The dilemma goes even further. The older I get, the more I dig around and try to scope out different kinds of music. I'm not concerned with the latest hip band. Our band isn't a part of a specific scene, and as a result, I don't feel particularly inclined to try and keep tabs on the latest noisy "art punk" or "post-hardcore" bands, or whatever genre-moniker people ascribe to us. When I was deeply entrenched in the straight edge and DIY hardcore community I felt an obligation to stay informed about the bands in that scene. Now I try to avoid any bands that purportedly share common sonic threads.
What does this have to do with age? I think age, identity, and musical tastes are all connected. I've seen it time and time again: Young kids start getting into music and are curious and intrigued by everything. They're open-minded and fascinated. When I first discovered punk, I immediately shot off into other underground subcultures. I listened to industrial bands like Nitzer Ebb and a;GrumhÅ , metal bands like Napalm Death and Sepultura, and pop bands like Camper Van Beethoven and The Last.
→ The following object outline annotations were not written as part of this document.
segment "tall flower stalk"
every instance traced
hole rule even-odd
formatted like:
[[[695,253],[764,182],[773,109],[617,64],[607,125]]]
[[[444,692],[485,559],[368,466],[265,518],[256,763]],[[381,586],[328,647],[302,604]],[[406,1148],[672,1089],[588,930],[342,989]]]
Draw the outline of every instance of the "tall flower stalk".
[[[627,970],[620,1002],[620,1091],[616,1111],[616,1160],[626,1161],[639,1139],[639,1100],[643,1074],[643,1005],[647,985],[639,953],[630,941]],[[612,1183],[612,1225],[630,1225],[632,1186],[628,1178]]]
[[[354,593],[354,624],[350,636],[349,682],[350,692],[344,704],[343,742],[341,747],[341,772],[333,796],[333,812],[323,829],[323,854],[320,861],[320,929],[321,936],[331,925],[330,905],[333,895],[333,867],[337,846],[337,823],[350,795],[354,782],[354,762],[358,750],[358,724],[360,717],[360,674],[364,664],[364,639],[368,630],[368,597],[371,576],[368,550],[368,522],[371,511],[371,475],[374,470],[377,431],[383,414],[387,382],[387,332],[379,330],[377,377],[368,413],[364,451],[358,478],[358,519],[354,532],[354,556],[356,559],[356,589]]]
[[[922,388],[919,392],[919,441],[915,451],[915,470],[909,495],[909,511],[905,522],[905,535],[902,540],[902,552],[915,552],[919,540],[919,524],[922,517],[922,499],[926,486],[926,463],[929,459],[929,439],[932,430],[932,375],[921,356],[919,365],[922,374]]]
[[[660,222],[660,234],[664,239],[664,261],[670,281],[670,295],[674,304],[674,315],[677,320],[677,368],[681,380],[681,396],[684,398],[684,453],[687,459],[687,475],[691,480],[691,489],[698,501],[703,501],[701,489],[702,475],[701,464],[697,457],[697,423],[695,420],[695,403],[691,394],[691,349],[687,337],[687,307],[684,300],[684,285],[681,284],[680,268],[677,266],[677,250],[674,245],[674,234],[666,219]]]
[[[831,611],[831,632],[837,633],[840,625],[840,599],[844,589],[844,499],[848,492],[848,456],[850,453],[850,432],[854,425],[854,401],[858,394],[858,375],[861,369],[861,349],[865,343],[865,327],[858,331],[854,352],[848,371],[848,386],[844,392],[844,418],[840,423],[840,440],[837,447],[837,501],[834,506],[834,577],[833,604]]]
But with the advent of high school and clique culture, I became a hardcore kid. I weeded out a lot of my records that didn't fall in line with my new identity. And I've watched it happen to kids that attend the youth centers where I've worked. While it's great for people to belong to a music community, it's sad that the confines tend to be so encroaching. It's only as I've gotten older that my horizons have started to expand back to my formative years.
Again, I don't want to sound like a grump or assume my own experiences somehow reflect other people's development, but I think the high school and college crowds tend to be very set in their ways and very cautious of anything that threatens to upset their self-imposed identities. As a result, my favorite fans tend to be the young new audience and the older and more mature crowd. I'm not gonna take it as far as good ol' Rick Froburg. I certainly don't hate the kids. But I'm not singing in their language. If they're gonna come along for the ride, more power to 'em.